# Police officers



## Andrew_R (Apr 18, 2008)

Hi,

Anyone moved out to the US who was a police officer in the UK or other country to become a police officer in the US.

I have been a police officer for 7 years in the UK and have some good skills like surveillance and driving along with counter terrorism experience.

Any help much appreciated

Andy


----------



## synthia (Apr 18, 2007)

Welcome to the forum. I've never heard of anyone doing that.
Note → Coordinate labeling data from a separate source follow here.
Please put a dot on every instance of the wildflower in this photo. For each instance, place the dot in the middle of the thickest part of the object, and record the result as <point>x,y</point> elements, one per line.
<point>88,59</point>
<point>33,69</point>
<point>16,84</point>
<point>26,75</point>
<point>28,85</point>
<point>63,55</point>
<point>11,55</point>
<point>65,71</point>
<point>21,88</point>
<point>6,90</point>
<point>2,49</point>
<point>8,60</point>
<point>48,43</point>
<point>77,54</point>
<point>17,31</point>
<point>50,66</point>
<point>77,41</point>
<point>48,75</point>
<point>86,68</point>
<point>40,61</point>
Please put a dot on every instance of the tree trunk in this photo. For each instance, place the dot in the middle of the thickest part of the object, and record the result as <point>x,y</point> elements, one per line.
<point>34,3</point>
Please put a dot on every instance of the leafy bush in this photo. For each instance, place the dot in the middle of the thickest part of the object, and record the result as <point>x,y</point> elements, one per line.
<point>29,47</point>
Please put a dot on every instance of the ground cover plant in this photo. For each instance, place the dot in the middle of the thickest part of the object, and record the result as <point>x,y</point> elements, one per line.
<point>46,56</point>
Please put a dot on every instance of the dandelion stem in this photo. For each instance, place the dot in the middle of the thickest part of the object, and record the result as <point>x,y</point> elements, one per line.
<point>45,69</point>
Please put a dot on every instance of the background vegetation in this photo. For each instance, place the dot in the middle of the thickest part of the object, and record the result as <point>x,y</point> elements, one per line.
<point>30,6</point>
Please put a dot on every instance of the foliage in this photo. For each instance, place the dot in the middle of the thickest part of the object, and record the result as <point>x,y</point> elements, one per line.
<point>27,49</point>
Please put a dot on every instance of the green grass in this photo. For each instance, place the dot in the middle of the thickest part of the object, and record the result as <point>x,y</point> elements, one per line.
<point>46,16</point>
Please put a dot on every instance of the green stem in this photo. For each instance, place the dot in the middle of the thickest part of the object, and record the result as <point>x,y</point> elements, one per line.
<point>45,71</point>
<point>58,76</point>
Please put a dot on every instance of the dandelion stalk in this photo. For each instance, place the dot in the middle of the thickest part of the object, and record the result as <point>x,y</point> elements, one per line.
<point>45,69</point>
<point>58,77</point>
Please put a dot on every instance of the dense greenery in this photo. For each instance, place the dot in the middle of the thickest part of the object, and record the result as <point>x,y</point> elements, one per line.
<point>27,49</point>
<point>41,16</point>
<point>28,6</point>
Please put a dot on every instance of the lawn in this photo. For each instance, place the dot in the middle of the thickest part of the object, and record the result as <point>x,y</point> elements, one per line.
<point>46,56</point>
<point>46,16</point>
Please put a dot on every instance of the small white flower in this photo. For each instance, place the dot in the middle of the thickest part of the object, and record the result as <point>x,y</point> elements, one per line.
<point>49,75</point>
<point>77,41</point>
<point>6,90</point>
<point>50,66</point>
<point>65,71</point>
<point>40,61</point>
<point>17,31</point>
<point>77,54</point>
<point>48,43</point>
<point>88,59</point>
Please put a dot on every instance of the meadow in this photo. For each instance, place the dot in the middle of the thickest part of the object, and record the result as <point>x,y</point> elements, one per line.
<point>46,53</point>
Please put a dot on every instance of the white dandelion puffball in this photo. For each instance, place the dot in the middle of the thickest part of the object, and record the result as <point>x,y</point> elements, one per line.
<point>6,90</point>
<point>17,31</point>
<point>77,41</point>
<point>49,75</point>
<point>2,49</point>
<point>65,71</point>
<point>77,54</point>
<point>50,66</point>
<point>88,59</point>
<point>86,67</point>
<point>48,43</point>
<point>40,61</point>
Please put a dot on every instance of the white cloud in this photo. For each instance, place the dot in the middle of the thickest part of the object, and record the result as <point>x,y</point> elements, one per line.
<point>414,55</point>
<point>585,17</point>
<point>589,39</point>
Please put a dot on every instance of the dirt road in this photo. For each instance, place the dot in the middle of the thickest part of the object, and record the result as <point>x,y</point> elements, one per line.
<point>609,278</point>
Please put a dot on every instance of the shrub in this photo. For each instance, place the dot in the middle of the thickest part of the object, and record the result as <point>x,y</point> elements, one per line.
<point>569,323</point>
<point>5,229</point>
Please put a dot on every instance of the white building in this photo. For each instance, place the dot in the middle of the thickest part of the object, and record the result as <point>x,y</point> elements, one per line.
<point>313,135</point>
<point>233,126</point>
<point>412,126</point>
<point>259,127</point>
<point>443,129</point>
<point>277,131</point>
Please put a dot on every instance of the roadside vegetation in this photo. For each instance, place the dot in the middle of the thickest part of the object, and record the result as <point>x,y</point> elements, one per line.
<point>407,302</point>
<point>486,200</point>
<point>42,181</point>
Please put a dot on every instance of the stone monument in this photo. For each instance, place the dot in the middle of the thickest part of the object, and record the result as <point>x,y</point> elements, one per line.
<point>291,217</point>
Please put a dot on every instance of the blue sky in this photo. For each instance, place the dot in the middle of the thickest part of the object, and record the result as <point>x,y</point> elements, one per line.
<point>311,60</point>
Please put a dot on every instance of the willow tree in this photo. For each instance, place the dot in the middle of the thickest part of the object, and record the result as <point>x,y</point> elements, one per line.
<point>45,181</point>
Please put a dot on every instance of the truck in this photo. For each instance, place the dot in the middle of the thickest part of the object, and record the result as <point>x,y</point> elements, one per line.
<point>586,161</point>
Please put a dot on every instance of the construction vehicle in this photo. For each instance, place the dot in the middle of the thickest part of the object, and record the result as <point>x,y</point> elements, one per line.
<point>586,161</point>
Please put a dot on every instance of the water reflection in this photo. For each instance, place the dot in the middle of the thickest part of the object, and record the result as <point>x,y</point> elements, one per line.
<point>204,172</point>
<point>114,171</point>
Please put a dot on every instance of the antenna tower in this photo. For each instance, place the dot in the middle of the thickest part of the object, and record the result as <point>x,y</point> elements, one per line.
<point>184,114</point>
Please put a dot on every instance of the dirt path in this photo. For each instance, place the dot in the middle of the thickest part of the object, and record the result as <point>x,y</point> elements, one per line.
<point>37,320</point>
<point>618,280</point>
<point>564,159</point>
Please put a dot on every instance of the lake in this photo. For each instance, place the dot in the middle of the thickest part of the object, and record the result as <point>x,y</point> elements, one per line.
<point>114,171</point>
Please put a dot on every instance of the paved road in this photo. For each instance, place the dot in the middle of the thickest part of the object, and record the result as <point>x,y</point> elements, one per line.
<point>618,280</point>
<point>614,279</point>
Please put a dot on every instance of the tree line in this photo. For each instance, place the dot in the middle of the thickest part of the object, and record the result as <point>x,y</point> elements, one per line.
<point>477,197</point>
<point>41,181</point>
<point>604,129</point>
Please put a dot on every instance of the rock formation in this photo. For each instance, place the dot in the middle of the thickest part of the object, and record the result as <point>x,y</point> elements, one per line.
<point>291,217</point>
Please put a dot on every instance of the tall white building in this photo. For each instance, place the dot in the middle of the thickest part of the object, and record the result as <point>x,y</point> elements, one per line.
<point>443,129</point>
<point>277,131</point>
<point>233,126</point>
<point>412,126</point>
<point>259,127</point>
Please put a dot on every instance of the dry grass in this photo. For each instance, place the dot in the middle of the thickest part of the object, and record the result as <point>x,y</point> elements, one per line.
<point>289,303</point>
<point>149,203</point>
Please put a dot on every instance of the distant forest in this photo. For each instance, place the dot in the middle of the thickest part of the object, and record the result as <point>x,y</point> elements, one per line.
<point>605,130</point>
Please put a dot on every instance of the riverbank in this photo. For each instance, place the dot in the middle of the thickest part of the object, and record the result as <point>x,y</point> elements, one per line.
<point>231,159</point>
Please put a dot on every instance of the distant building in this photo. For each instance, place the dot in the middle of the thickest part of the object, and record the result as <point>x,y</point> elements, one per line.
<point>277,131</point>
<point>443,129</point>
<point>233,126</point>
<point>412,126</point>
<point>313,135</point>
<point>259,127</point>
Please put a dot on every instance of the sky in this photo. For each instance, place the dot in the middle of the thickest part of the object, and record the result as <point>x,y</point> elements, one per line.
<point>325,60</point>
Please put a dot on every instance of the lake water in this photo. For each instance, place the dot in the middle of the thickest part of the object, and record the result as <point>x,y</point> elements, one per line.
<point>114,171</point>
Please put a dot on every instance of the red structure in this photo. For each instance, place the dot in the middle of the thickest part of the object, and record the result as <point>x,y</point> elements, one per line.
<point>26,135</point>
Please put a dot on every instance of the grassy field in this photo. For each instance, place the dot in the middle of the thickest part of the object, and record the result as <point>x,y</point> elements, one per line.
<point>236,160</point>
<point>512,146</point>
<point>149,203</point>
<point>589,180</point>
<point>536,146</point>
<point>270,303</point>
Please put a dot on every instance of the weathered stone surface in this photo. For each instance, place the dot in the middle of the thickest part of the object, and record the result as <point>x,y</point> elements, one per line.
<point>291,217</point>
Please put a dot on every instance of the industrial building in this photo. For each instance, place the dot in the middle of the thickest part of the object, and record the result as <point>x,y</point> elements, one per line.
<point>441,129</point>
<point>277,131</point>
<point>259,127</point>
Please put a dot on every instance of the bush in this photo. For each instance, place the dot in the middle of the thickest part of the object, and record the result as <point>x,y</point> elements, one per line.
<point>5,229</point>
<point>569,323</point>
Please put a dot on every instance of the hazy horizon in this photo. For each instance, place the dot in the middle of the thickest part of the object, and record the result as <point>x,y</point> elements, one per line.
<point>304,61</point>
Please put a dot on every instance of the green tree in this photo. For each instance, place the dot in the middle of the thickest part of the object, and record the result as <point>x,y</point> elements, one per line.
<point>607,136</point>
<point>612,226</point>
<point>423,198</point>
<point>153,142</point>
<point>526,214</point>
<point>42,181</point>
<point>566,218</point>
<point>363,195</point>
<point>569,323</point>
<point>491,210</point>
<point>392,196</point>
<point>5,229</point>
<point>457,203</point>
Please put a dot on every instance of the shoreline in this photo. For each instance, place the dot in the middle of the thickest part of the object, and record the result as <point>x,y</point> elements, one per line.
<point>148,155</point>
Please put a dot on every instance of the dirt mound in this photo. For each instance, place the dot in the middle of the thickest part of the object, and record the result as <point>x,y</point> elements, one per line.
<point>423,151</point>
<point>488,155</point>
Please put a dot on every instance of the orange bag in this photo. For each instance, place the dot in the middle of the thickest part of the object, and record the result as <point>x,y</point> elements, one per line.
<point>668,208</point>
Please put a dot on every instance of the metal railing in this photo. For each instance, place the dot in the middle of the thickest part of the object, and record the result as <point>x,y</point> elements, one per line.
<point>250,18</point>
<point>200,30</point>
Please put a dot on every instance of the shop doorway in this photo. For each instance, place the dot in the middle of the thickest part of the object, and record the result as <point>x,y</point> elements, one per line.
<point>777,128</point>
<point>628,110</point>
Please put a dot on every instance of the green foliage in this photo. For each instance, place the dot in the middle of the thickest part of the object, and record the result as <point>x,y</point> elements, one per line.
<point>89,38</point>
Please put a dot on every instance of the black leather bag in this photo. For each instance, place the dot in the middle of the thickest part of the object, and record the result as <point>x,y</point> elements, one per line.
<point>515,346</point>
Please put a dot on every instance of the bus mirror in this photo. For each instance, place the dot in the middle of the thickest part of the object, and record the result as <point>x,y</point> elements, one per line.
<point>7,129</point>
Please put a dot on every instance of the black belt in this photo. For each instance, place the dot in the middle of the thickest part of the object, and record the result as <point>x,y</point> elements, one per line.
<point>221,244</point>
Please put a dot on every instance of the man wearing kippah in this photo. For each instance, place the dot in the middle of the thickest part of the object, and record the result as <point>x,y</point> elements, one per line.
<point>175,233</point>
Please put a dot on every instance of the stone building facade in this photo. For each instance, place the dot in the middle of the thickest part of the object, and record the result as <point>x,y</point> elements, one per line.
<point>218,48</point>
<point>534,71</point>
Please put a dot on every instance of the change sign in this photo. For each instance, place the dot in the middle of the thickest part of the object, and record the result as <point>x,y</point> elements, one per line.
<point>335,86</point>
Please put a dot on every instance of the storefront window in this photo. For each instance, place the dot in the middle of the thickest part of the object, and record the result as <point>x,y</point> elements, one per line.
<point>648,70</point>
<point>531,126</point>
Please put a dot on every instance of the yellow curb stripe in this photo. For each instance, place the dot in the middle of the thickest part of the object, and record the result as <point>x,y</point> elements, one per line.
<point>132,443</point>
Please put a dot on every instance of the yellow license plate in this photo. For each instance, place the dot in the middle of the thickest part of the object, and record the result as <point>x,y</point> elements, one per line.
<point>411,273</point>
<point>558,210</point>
First, unless you already have a green card or US citizenship, you would need an employee to sponsor you. Local governments can't do that, and our police forces are all local. There would probably be some political fallout if they started hiring foreigners while rejecting locals for the police academy. I don't think they have any trouble filling those spots.


----------



## Bevdeforges (Nov 16, 2007)

To follow up a bit on Synthia's message, right now many cities and towns are having real budget problems in the US and are being forced to cut back on city services, like police. And, as she says, governmental agencies aren't able to hire from overseas due to the sponsoring requirements. (It costs the employer to sponsor a foreign job applicant.)
Cheers,
Bev


----------



## twostep (Apr 3, 2008)

Federal PD jobs require citizenship. Some local PDs still accept green card holders for lower ranks.


----------



## synthia (Apr 18, 2007)

In other words, no, you aren't going to be able to do it.


----------